The Wright's Rodolfo Contreras on Going From Busboy to Exec Chef, The Tastes of Mexico City, and Overrated Ingredients

Rodolfo ContrerasEXPAND
Rodolfo Contreras

Yesterday, we talked with The Wright's executive chef Rodolfo Contreras about growing up in his mother's Mexico City kitchen, his cooking style, and why most New York restaurants disappoint him.

Today, in the second half of the interview, Contreras lets us in on his path from busboy to executive chef; what it was like to be a guy from Mexico City in a French kitchen a decade ago; his first taste memory; and the most overrated ingredient in use today.

What foods from Mexico City do you miss in particular? Well, basically all the foods I used to eat in Mexico are not available here. And like I say, I don't trust the restaurants, because I really don't know what they cook in. I definitely miss my mother's way of cooking. You can find some of the ingredients--in New York you can find everything--but it is not worth it to cook for one or two people at home. I don't have time anyway. But I miss the food my mother cooks.

What's your earliest taste memory, the first thing you remember eating? Well, because we came from a very poor family, my father used to make homemade cakes with very basic ingredients: butter, cream, eggs, and leftover bread that he bought from the bakery. He made cake from that bread. To me, the skill he had to make cake from leftovers...I remember the taste, the flavor of that cake. I remember him baking it at six or seven in the afternoon, and we would eat it at night. I come from a family that cooks: My mother and father both like to cook. You worked your way up from busboy to executive chef. It must have been difficult.

Yeah, at first I was working as a waiter and busboy. But I don't like to smile very much, so being in the dining room, it was very difficult because you are smiling all the time. And I was always critical of the food coming from the kitchen--I thought I could do better than that.

So I went to the French Culinary Institute. It was very hard to move from bottom to top, but I was very aggressive. From being a line cook to being a chef for Bouley, it took me six to eight years. It's not easy, not everyone makes it to be a chef. A lot of guys never make it to the top.

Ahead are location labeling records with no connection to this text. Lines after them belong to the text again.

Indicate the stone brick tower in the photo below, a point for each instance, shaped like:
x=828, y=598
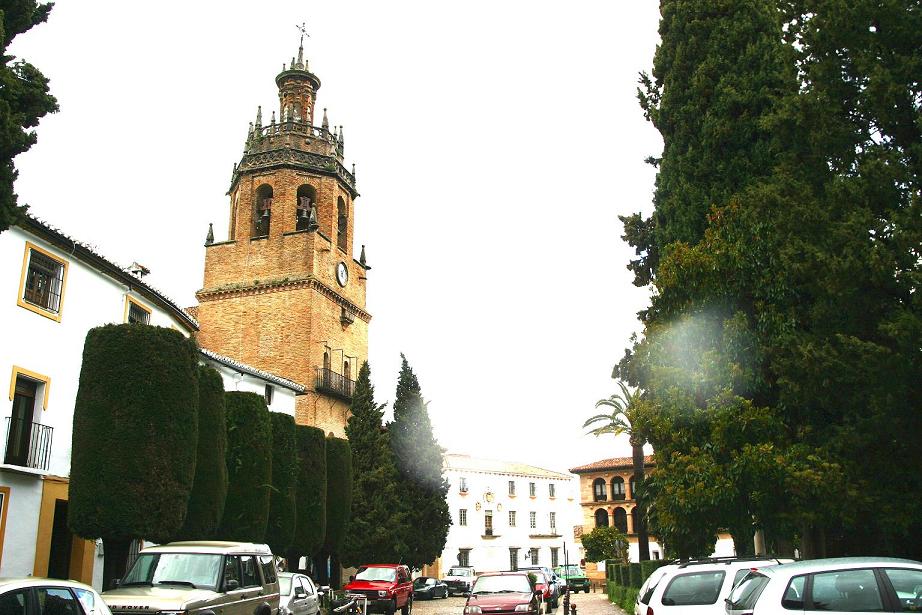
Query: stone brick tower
x=284, y=293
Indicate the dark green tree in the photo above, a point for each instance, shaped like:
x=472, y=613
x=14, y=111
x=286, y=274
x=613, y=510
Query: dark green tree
x=716, y=75
x=376, y=525
x=283, y=513
x=419, y=460
x=206, y=502
x=339, y=507
x=312, y=495
x=134, y=438
x=24, y=99
x=249, y=468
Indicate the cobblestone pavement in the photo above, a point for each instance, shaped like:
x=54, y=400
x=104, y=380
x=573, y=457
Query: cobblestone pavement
x=595, y=603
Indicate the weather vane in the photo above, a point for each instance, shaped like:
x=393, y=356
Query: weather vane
x=303, y=29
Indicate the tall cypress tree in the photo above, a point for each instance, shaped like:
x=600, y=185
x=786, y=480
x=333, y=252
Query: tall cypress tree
x=376, y=527
x=206, y=502
x=283, y=513
x=419, y=459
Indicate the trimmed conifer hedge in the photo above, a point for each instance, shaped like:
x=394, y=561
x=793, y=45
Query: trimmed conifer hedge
x=339, y=493
x=283, y=513
x=135, y=435
x=206, y=503
x=249, y=468
x=312, y=492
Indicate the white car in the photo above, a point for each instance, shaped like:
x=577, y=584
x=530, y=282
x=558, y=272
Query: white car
x=49, y=597
x=696, y=587
x=298, y=595
x=839, y=585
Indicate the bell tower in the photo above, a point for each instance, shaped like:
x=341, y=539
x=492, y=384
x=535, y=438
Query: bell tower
x=283, y=293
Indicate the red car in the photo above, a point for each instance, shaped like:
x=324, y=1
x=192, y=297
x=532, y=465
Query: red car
x=504, y=592
x=387, y=587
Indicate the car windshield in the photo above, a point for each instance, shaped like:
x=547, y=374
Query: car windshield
x=500, y=584
x=375, y=574
x=194, y=569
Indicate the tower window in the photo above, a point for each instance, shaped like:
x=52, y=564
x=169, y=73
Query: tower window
x=307, y=198
x=262, y=212
x=342, y=223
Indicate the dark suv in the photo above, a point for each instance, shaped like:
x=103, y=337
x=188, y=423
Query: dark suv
x=387, y=587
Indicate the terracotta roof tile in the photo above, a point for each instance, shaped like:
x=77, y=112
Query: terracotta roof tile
x=615, y=463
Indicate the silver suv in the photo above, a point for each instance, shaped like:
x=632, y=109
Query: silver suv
x=200, y=578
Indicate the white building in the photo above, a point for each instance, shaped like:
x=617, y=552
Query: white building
x=507, y=514
x=56, y=289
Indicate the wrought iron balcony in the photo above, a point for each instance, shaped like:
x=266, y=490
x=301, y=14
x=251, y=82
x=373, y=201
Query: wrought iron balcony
x=28, y=444
x=334, y=384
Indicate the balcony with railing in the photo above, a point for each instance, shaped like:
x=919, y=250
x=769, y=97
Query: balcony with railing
x=28, y=444
x=336, y=385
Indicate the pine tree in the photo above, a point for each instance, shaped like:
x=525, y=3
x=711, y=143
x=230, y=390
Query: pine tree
x=376, y=527
x=419, y=460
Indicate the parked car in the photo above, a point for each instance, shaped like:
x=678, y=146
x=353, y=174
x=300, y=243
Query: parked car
x=231, y=578
x=839, y=585
x=387, y=587
x=695, y=587
x=49, y=597
x=459, y=580
x=551, y=587
x=503, y=592
x=573, y=577
x=298, y=595
x=428, y=588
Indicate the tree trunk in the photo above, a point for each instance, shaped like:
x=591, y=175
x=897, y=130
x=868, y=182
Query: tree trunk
x=115, y=558
x=643, y=540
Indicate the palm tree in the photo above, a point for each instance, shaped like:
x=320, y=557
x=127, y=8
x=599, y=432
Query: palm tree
x=621, y=421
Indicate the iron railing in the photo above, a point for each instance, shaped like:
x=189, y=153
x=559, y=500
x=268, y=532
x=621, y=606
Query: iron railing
x=334, y=384
x=28, y=444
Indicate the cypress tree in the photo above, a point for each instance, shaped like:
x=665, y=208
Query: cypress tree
x=310, y=528
x=206, y=502
x=419, y=460
x=249, y=468
x=376, y=526
x=134, y=438
x=24, y=99
x=283, y=513
x=339, y=506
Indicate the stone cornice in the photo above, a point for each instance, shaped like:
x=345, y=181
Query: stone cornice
x=272, y=286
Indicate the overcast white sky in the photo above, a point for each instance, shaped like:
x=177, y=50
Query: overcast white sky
x=495, y=143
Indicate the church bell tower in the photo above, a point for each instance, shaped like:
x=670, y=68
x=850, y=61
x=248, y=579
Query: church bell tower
x=283, y=293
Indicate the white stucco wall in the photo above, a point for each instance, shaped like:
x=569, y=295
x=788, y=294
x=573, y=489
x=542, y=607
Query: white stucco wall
x=488, y=554
x=52, y=349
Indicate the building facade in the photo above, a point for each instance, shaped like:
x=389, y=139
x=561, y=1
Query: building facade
x=506, y=515
x=56, y=290
x=606, y=489
x=283, y=292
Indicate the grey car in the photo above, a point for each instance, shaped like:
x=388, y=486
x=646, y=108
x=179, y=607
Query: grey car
x=298, y=595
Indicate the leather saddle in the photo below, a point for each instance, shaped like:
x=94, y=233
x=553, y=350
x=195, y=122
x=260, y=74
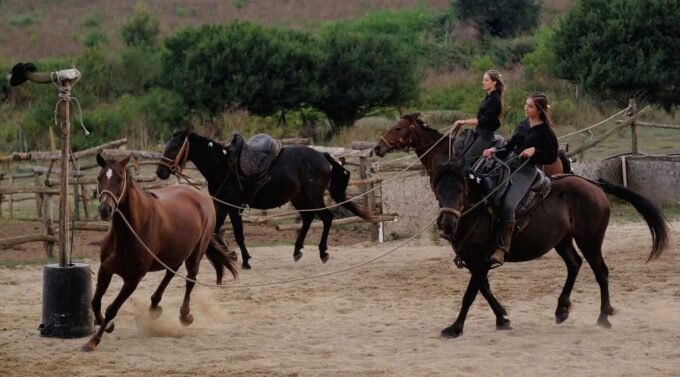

Did you find that people were prejudiced against you because of your background?

Definitely, I worked in French restaurants, and yes. I love that chefs from Spain opened the doors for all of us from all over the world. So now it's different, but 10 years ago, in a French or Austrian restaurant, it was difficult to belong in that kind of kitchen. You know, we have the skills: We can cook the food. But we have to prove ourselves twice because we are from another country. We have to work harder. I'm not complaining, but it's disappointing.

  Are there any places at all in, say, Brooklyn or Queens, that you like for Mexican food?

I really don't go out to eat. There are a couple of places in Astoria, which are not really restaurants, more delis that also sell Mexican food. Most of the Mexican restaurants here are not really authentic Mexican, because it's not easy to make. You need real skills.

What's the most overrated ingredient that you see everywhere?

I feel that most of the chefs using microgreens put it on every single plate. I use chervil for finishing some fish or meat, and that one I like to use. So I use microgreens, but only in dishes that I think needs them. One or two dishes, no more than that.

What's in your refrigerator at home?

I don't have a lot of food in my refrigerator because I don't cook at home. I have slices of fresh ham, turkey, and bread. Not many things. And sparkling and flat water, that's about it. That way I don't have to clean the refrigerator. I open it about once a week.